Pendant que je repassais ainsi mes souvenirs; Michel était arrivé et s'occupait de poser les étagères à l'endroit indiqué.

Tout en écrivant les notes de mon journal, je me suis mis à examiner le menuisier.

Les excès de la jeunesse et le travail de l'âge mûr ont profondément sillonné son visage; les cheveux sont rares et grisonnants, les épaules courbées, les jambes amaigries et légèrement ployées. On sent, dans tout son être, une sorte d'affaissement. Les traits eux-mêmes ont une expression de tristesse découragée. Il répond à mes questions par monosyllabes et comme un homme qui veut éviter l'entretien. D'où peut venir cet abbattement quand il semble devoir être au terme de ses désirs? Je veux le savoir!...

Dix heures.—Michel vient de redescendre pour chercher un outil qui lui manquait. J'ai enfin réussi à lui arracher le secret de sa tristesse et de celle de Geneviève. Leur fils Robert en est cause!

Non qu'il ait mal répondu à leurs soins, qu'il soit paresseux ou libertin; mais tous deux espéraient qu'il ne les quitterait plus! La présence du jeune homme devaient renouveler et refleurir ces deux existences; la mère comptait les jours, le père préparait tout pour recevoir ce cher compagnon de travail, et, au moment où ils allaient ainsi être payés de leurs sacrifices, Robert leur avait tout à coup annoncé qu'il venait de s'engager avec un entrepreneur de Versailles!

Toutes les remontrances et toutes les prières avaient été inutiles; il avait mis en avant la nécessité de s'initier au mécanisme d'une grande entreprise, la facilité de poursuivre, dans sa nouvelle position, des recherches commencées, et l'espoir de les appliquer. Enfin, lorsque sa mère, à bout de raisons, s'était mise à pleurer, il l'avait embrassée avec précipitation, et était parti pour échapper à de nouvelles prières.

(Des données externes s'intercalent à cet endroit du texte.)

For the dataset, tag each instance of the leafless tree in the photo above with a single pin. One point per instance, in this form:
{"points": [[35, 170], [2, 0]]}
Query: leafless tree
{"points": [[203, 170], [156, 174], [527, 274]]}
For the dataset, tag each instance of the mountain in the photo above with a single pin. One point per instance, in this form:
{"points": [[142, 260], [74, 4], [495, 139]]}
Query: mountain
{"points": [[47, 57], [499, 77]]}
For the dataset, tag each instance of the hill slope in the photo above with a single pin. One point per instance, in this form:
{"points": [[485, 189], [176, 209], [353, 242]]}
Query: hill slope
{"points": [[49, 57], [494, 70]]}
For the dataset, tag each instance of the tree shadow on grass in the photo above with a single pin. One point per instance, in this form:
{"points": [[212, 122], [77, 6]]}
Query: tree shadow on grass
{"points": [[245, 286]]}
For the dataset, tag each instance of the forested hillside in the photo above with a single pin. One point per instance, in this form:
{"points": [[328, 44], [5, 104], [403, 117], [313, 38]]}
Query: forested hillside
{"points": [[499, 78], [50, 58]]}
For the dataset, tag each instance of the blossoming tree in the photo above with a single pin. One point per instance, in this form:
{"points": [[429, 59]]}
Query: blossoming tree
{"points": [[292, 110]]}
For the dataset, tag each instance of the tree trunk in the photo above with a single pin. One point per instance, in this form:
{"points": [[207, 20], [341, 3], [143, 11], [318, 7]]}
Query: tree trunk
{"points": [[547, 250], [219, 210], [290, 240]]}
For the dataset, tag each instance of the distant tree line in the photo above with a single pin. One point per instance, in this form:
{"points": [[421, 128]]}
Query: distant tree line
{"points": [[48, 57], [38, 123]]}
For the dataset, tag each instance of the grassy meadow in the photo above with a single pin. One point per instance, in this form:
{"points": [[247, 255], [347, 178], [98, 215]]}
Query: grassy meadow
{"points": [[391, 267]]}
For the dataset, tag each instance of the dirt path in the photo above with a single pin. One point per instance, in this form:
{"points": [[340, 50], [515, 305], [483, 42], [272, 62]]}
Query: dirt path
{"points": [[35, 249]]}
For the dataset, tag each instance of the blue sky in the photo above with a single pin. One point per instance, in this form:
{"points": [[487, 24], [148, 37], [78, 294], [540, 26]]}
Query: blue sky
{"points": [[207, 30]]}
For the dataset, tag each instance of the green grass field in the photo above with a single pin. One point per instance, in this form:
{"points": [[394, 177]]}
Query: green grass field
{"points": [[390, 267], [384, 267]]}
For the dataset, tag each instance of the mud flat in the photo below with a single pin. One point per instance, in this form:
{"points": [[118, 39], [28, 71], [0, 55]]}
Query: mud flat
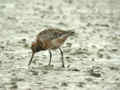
{"points": [[92, 56]]}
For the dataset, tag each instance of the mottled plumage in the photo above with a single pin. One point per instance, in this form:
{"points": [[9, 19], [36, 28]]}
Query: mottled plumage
{"points": [[50, 39]]}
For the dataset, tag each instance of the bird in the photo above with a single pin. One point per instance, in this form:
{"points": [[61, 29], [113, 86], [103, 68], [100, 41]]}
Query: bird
{"points": [[50, 39]]}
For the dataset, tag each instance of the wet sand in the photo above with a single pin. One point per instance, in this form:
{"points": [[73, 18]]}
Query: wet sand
{"points": [[92, 56]]}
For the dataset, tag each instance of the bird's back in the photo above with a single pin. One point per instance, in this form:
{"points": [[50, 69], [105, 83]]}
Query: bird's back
{"points": [[50, 34], [52, 38]]}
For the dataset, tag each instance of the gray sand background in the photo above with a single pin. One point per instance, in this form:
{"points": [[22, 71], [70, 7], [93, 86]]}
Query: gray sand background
{"points": [[92, 56]]}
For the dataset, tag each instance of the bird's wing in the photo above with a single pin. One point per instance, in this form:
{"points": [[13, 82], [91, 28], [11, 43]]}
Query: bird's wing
{"points": [[50, 34]]}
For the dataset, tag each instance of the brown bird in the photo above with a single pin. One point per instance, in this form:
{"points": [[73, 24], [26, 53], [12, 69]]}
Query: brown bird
{"points": [[50, 39]]}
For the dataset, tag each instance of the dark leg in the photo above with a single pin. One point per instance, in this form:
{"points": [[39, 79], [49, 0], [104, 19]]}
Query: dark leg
{"points": [[62, 57], [50, 57]]}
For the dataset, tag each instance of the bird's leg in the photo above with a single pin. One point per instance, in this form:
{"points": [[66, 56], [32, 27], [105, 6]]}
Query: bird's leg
{"points": [[50, 58], [62, 57], [31, 59]]}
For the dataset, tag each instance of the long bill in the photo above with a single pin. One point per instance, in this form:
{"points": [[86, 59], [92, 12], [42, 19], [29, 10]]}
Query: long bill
{"points": [[31, 58]]}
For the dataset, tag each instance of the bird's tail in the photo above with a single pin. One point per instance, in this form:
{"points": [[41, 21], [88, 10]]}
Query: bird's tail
{"points": [[71, 32]]}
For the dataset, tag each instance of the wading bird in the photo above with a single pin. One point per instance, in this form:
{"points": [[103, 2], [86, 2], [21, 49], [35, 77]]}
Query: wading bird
{"points": [[50, 39]]}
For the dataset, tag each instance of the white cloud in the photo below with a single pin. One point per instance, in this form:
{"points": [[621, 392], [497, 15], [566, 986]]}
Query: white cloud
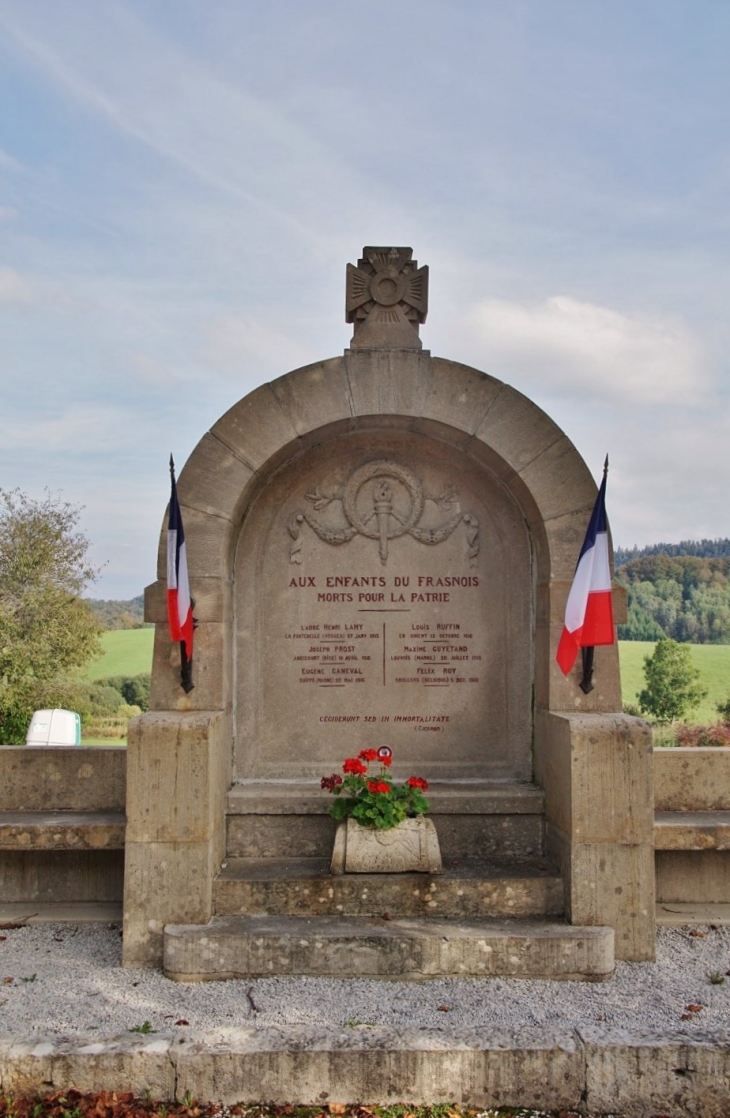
{"points": [[236, 341], [13, 289], [565, 344]]}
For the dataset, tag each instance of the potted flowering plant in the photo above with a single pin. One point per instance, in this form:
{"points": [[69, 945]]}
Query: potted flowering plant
{"points": [[381, 827]]}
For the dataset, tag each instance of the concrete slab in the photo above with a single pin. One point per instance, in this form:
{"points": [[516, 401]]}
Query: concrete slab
{"points": [[342, 947], [89, 912], [591, 1070], [692, 831], [305, 887], [675, 913], [62, 830]]}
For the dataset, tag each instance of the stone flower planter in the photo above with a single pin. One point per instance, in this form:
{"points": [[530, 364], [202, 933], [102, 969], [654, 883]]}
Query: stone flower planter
{"points": [[411, 845]]}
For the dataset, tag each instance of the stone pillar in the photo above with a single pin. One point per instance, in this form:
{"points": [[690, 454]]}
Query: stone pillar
{"points": [[599, 813], [178, 775]]}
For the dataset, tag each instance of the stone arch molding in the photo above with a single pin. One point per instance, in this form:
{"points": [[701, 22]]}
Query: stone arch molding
{"points": [[485, 418]]}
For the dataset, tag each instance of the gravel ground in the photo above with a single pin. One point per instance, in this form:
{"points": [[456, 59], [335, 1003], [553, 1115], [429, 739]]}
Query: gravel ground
{"points": [[66, 979]]}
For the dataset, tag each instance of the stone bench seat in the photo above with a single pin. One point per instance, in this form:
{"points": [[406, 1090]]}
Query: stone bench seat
{"points": [[692, 831], [35, 831]]}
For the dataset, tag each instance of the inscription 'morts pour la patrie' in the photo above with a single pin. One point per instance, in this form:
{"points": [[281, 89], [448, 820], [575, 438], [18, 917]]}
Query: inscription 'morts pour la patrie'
{"points": [[382, 501]]}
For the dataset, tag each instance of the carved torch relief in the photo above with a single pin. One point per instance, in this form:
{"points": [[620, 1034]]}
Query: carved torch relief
{"points": [[384, 501]]}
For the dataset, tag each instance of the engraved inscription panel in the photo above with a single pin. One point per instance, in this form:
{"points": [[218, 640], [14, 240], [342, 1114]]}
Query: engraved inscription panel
{"points": [[384, 595]]}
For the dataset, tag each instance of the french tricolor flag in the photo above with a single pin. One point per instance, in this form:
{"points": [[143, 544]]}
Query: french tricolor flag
{"points": [[179, 600], [589, 612]]}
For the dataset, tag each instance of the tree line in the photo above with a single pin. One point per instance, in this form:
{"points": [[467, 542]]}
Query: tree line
{"points": [[683, 597]]}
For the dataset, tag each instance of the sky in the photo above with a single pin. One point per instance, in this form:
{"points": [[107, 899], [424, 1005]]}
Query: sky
{"points": [[183, 181]]}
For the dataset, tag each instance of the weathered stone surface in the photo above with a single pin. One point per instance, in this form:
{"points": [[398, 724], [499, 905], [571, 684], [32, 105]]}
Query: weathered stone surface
{"points": [[314, 396], [62, 830], [171, 750], [179, 771], [693, 875], [40, 1064], [458, 396], [413, 845], [692, 831], [81, 779], [384, 637], [387, 381], [214, 460], [481, 1067], [614, 883], [485, 1067], [636, 1076], [692, 779], [60, 875], [255, 428], [305, 887], [505, 837], [612, 752], [473, 797], [344, 947], [163, 882]]}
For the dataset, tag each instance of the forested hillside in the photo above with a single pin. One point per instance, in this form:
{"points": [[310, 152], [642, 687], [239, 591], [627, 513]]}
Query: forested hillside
{"points": [[684, 596], [114, 614], [703, 549]]}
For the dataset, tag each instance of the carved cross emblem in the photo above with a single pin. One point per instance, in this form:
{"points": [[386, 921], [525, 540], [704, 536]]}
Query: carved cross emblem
{"points": [[387, 287]]}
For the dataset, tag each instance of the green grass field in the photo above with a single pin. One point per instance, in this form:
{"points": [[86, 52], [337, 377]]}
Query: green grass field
{"points": [[712, 661], [126, 652]]}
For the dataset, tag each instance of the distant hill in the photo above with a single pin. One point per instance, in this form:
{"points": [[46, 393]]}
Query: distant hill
{"points": [[684, 597], [116, 614], [701, 549]]}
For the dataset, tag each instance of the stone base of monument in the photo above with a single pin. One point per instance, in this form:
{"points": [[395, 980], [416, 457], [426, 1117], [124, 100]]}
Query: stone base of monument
{"points": [[411, 845], [495, 909], [237, 947]]}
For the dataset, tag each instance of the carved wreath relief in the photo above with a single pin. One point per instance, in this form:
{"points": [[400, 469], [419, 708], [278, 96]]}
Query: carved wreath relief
{"points": [[381, 501]]}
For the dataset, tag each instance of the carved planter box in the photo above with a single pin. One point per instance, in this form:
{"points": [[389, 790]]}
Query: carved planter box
{"points": [[413, 845]]}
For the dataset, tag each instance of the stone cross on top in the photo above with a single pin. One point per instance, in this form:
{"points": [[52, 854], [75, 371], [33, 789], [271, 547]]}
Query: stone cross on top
{"points": [[387, 299]]}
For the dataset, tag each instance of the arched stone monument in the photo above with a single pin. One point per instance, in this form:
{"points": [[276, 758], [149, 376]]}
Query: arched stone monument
{"points": [[380, 547]]}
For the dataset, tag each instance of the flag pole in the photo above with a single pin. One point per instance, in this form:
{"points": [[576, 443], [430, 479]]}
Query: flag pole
{"points": [[588, 651], [181, 628]]}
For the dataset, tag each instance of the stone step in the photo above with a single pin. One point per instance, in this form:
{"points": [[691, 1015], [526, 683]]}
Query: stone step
{"points": [[62, 830], [480, 818], [305, 887], [243, 947]]}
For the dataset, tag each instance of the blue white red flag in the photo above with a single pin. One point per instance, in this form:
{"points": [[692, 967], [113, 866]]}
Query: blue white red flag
{"points": [[179, 600], [589, 612]]}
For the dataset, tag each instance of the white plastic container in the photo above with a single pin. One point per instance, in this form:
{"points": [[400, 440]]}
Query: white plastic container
{"points": [[55, 728]]}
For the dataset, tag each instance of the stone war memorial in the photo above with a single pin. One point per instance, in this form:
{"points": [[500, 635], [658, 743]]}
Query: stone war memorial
{"points": [[380, 547]]}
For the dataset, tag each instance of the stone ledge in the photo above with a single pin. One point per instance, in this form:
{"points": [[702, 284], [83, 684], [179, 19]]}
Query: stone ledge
{"points": [[305, 887], [282, 797], [692, 831], [345, 947], [62, 830], [598, 1070]]}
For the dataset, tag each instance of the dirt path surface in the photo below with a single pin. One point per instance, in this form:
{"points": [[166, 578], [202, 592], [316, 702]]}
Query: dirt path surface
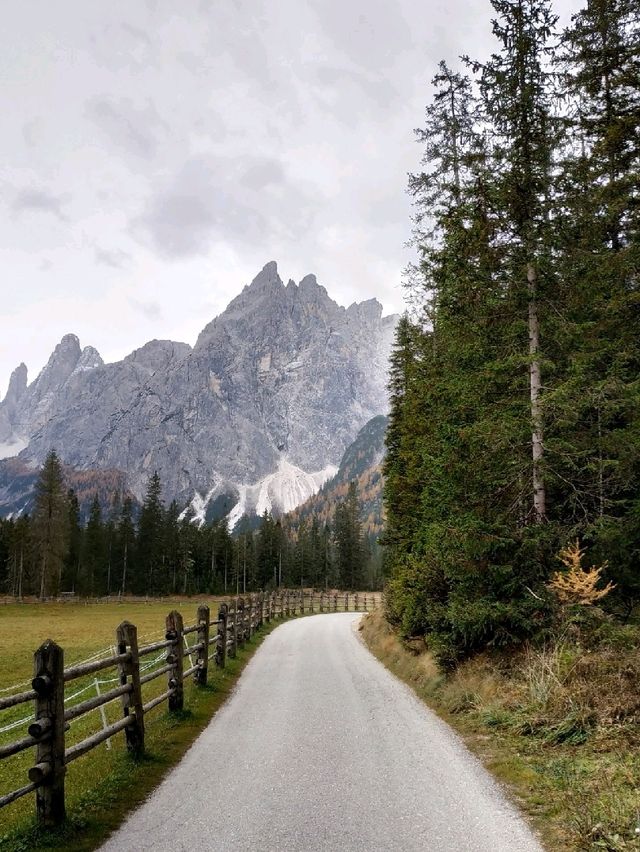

Son absence durait depuis un an, et rien n'annonçait son retour. Ses parents le voyaient à peine une fois chaque mois, encore ne restait-il que quelques instants.

—J'ai été puni par où j'espérais être récompensé, me disait tout à l'heure Michel; j'avais désiré un fils économe et laborieux; Dieu m'a donné un fils ambitieux et avare! Je m'étais toujours dit qu'une fois élevé, nous l'aurions à nos côtés pour nous rappeler notre jeunesse et nous égayer le cœur; sa mère ne pensait qu'à le marier pour avoir encore des enfants à soigner. Vous savez que les femmes, ça a toujours besoin de s'occuper des autres! Moi, je le voyais travailler près de mon établi en chantant les nouveaux airs... car il a appris la musique, et c'était le plus fort de l'Orphéon!—Une vraie rêverie, monsieur!—Dès qu'il a eu ses plumes, l'oiseau a pris sa volée, et il ne reconnaît plus ni père, ni mère! Hier, par exemple, c'était le jour où nous l'attendions; il devait arriver pour souper avec nous! Pas plus de Robert qu'aujourd'hui! Il aura eu quelque dessin à finir, quelque marché à traiter, et les vieux parents, ça ne vient qu'en dernière ligne, après les pratiques et la menuiserie. Ah! si j'avais deviné comment tournerait la chose! Imbécile! qui ai sacrifié pendant près de vingt ans mes goûts et mon argent pour élever un ingrat! C'était bien la peine de me guérir de ma soif, de rompre avec les amis, et de devenir le modèle du quartier! Le bon vivant s'est fait père-dindon!—Oh! si j'étais à recommencer!—Non, non, voyez-vous, les femmes et les enfants, c'est notre perte. Ils nous amollissent le cœur; ils nous amènent à vivre d'espérance, de dévouement; nous passons un quart de notre existence à faire pousser un grain de blé qui doit nous tenir lieu de tout dans nos vieux jours, et quand l'heure de la moisson vient, bonsoir, il n'y a rien dans l'épi!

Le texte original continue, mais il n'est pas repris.